The water was nearly 25 feet high.

“It smashed everything; nothing was left,” said Khadija Agha, an Afghan refugee living in Pakistan whose home was destroyed in the floods. The only possessions she and her family were able to salvage were a few dresses and some pots.

They are a family of 13. She and her husband, Taaghan, have nine children, two of whom are under five years old. Their nephew and daughter-in-law live with them, as well.

Khadija’s family moved from Afghanistan to Pakistan when she was a young girl, 30 years ago.

“We left due to the war, when Russia invaded Afghanistan,” she explained.

They’d been living in the Azakhen refugee camp in Nowshera, Pakistan for nearly 15 years before the flooding, making a meager income of 4,000 Pakistani rupees ($47) a month from weaving carpets. In addition to caring for her children and doing the housework, Khadija works alongside her husband.

After the floods left them homeless, Khadija and her family travelled to Attock to stay with some of her relatives.

“We were all together, and we managed to reach Attock safely,” said Khadija.

Now, she and her family have moved into a rented home there and plan to live in the town permanently, though they have not yet found work.
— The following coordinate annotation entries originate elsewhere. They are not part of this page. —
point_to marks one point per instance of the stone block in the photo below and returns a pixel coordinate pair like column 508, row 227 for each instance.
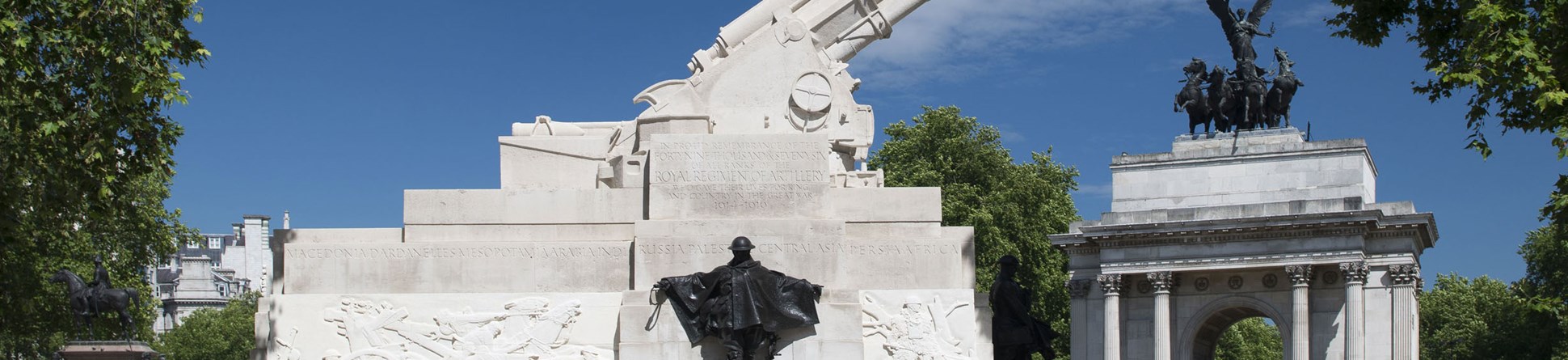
column 524, row 233
column 436, row 326
column 516, row 206
column 737, row 176
column 812, row 258
column 552, row 163
column 339, row 236
column 457, row 268
column 904, row 230
column 887, row 203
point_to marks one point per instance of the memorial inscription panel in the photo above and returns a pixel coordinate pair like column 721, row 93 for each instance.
column 455, row 268
column 737, row 176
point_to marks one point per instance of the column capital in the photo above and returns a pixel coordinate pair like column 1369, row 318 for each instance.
column 1079, row 288
column 1300, row 274
column 1355, row 273
column 1111, row 283
column 1406, row 274
column 1162, row 280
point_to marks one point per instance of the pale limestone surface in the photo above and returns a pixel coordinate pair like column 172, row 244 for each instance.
column 1267, row 167
column 764, row 140
column 1233, row 219
column 441, row 326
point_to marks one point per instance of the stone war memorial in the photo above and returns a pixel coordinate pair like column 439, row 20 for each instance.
column 1252, row 221
column 762, row 140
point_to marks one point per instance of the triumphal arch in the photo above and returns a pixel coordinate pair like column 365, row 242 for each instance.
column 1256, row 225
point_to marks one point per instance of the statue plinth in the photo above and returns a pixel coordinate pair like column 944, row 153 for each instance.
column 107, row 351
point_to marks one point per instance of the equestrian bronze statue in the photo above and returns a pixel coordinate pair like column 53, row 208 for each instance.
column 1244, row 100
column 91, row 299
column 1192, row 101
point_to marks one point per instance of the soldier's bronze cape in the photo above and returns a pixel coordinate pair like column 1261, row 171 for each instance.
column 737, row 298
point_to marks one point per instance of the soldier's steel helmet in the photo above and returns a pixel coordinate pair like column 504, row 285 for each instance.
column 740, row 244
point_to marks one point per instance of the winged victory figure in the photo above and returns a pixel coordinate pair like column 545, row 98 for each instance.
column 1241, row 28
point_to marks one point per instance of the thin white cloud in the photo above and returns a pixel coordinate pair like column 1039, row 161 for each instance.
column 1094, row 191
column 1311, row 16
column 952, row 38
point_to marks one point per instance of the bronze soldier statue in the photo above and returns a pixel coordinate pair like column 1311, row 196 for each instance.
column 742, row 304
column 1014, row 332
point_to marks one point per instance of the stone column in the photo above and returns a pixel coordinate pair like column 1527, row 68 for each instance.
column 1355, row 311
column 1300, row 313
column 1406, row 278
column 1162, row 313
column 1077, row 290
column 1112, row 285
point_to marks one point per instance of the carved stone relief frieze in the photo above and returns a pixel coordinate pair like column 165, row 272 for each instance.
column 1300, row 276
column 1355, row 273
column 1404, row 274
column 1111, row 283
column 1077, row 288
column 530, row 328
column 1162, row 280
column 917, row 329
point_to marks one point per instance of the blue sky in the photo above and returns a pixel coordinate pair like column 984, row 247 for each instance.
column 331, row 109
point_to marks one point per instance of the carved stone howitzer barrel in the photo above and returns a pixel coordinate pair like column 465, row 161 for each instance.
column 780, row 68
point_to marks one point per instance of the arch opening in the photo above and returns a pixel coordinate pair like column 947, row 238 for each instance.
column 1237, row 333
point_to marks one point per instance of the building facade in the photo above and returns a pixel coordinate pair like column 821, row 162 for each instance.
column 212, row 271
column 1254, row 225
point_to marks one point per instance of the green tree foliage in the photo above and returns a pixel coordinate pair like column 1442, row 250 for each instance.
column 1012, row 206
column 1250, row 338
column 1506, row 55
column 1545, row 285
column 1545, row 255
column 1481, row 320
column 85, row 151
column 208, row 333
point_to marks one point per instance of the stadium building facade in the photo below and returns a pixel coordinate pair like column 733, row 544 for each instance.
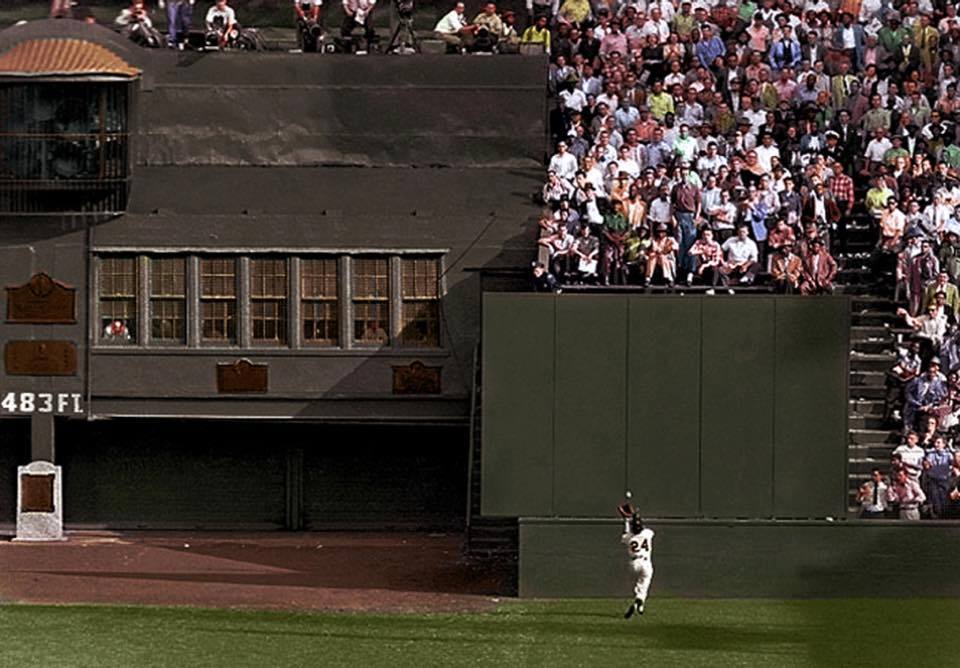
column 238, row 287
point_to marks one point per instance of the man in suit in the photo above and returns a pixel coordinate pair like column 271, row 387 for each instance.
column 849, row 39
column 819, row 270
column 840, row 85
column 951, row 296
column 906, row 58
column 785, row 52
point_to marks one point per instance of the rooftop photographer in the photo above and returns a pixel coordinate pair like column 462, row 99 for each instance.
column 221, row 23
column 454, row 29
column 309, row 29
column 358, row 13
column 137, row 25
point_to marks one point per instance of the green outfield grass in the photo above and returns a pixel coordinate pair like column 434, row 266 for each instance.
column 674, row 632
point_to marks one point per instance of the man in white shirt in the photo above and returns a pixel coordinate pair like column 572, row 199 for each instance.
column 766, row 151
column 742, row 254
column 221, row 20
column 454, row 29
column 563, row 163
column 877, row 147
column 639, row 542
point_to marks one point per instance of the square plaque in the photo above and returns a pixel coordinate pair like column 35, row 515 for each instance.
column 36, row 493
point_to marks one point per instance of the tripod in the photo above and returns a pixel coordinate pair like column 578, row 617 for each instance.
column 404, row 35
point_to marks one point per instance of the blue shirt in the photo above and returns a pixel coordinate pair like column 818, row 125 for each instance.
column 940, row 461
column 708, row 51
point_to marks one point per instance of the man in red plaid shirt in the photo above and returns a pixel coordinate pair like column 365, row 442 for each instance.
column 841, row 187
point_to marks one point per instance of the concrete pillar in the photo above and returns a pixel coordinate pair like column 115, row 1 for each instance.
column 41, row 437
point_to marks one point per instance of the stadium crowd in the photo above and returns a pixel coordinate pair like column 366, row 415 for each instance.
column 716, row 142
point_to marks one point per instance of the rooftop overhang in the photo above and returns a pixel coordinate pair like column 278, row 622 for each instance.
column 63, row 59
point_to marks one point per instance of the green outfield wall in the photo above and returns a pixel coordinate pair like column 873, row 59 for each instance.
column 703, row 406
column 782, row 559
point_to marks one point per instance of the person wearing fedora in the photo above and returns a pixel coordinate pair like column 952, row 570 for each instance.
column 661, row 257
column 819, row 270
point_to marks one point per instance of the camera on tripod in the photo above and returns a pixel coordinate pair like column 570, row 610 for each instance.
column 405, row 8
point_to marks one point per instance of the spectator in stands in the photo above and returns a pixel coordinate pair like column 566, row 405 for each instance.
column 905, row 492
column 923, row 393
column 873, row 498
column 543, row 280
column 786, row 269
column 742, row 256
column 563, row 163
column 538, row 33
column 907, row 367
column 709, row 257
column 937, row 463
column 661, row 257
column 922, row 269
column 943, row 286
column 586, row 252
column 509, row 40
column 819, row 270
column 685, row 201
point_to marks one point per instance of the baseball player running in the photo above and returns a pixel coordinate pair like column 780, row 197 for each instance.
column 639, row 542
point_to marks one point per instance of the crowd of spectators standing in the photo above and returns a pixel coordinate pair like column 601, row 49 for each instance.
column 712, row 141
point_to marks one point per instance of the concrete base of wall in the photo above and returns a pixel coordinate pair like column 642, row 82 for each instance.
column 584, row 558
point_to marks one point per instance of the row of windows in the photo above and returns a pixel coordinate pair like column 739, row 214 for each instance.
column 315, row 294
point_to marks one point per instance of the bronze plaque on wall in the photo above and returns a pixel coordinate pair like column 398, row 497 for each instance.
column 40, row 358
column 36, row 493
column 242, row 376
column 42, row 300
column 416, row 379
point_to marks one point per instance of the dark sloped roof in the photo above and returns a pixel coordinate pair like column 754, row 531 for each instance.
column 351, row 190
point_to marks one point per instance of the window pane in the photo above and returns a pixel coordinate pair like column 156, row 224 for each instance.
column 268, row 278
column 370, row 324
column 318, row 278
column 118, row 320
column 421, row 323
column 218, row 303
column 218, row 277
column 268, row 300
column 320, row 322
column 370, row 278
column 167, row 302
column 167, row 320
column 167, row 277
column 420, row 315
column 420, row 276
column 319, row 308
column 269, row 319
column 118, row 277
column 118, row 300
column 219, row 322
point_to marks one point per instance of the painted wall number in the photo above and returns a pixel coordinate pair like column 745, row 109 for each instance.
column 42, row 402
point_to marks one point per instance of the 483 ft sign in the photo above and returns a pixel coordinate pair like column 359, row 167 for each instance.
column 22, row 403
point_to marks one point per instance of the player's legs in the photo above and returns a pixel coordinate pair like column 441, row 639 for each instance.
column 644, row 571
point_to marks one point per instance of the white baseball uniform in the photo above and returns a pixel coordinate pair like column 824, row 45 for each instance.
column 640, row 553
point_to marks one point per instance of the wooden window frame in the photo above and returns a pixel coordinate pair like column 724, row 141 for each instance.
column 262, row 296
column 155, row 297
column 225, row 300
column 343, row 298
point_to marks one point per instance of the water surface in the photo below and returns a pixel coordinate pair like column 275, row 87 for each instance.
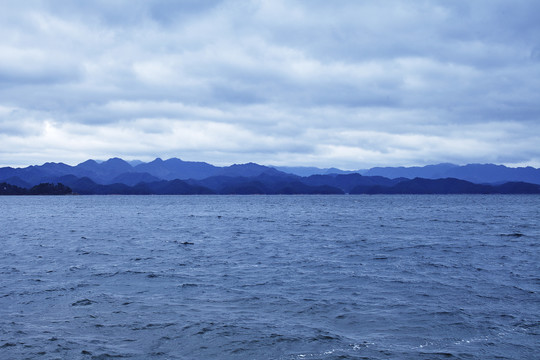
column 270, row 277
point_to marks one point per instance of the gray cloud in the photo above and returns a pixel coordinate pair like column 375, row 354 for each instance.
column 345, row 83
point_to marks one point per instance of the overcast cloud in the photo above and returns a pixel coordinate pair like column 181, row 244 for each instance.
column 351, row 84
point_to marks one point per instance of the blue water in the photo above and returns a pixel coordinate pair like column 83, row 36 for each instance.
column 270, row 277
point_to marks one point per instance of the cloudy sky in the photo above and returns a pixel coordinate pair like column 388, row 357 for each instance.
column 351, row 84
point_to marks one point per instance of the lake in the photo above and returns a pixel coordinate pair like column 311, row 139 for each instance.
column 270, row 277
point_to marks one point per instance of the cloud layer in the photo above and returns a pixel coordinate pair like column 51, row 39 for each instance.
column 351, row 84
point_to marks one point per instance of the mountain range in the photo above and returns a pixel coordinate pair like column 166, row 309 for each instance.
column 175, row 176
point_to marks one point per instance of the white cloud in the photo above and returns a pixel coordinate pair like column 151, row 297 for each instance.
column 347, row 83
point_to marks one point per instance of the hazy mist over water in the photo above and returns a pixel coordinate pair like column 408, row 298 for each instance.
column 270, row 277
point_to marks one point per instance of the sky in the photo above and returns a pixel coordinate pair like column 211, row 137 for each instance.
column 348, row 84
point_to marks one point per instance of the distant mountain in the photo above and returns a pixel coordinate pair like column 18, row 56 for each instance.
column 116, row 176
column 349, row 181
column 308, row 171
column 476, row 173
column 177, row 169
column 40, row 189
column 447, row 186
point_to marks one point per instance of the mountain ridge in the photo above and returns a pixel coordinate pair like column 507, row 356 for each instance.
column 176, row 176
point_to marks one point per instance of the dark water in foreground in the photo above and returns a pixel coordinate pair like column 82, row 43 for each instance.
column 270, row 277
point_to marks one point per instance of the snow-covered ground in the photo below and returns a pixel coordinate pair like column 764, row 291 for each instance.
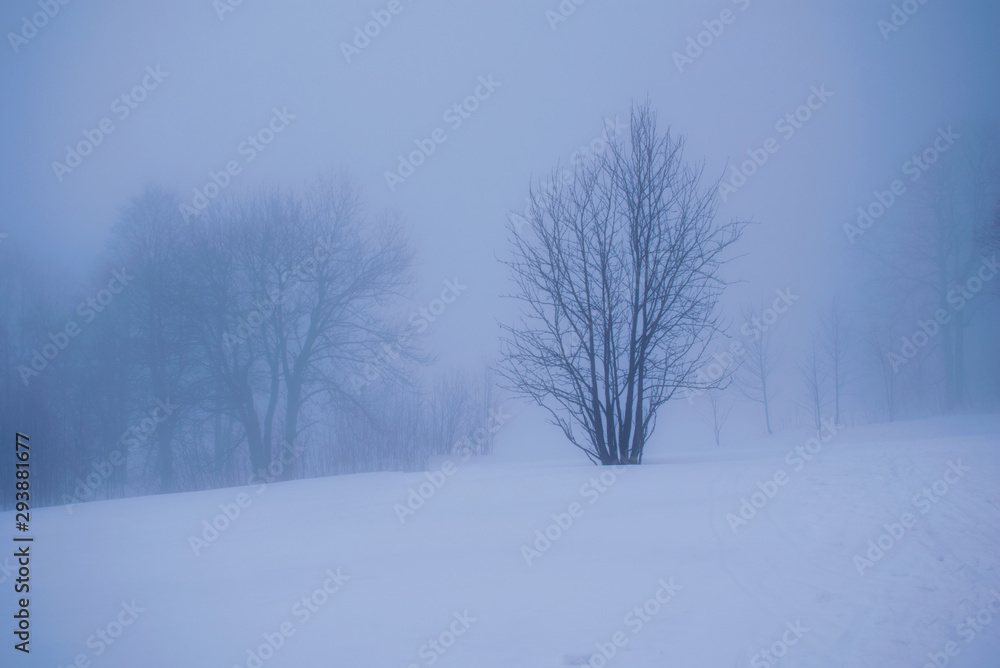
column 653, row 565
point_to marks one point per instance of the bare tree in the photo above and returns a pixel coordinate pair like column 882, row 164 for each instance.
column 718, row 412
column 297, row 290
column 814, row 378
column 940, row 246
column 880, row 343
column 758, row 364
column 618, row 273
column 146, row 255
column 834, row 335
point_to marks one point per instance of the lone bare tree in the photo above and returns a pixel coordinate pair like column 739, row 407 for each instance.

Right now, they are relying on help from their relatives and donations from Barakat.

“We have arranged for a house first, and now we will look for work, but we can only weave carpets. Barakat has helped us to arrange for our daily expenses. We will buy food and supplies with the money Barakat has given us,” she said.

Khadija and her husband also plan to send all their children to Barakat schools because Barakat will be providing them with free education. In their previous town, they could not afford to send their children to school.

“I’d heard about Barakat schools, and now, we will send our children to them,” said Khadija.

After seeing her home and livelihood torn to shreds, Khadija says that her greatest fear is quite simple: survival.

“I have a large family,” said Khadija. “We are all struggling hard just to survive.”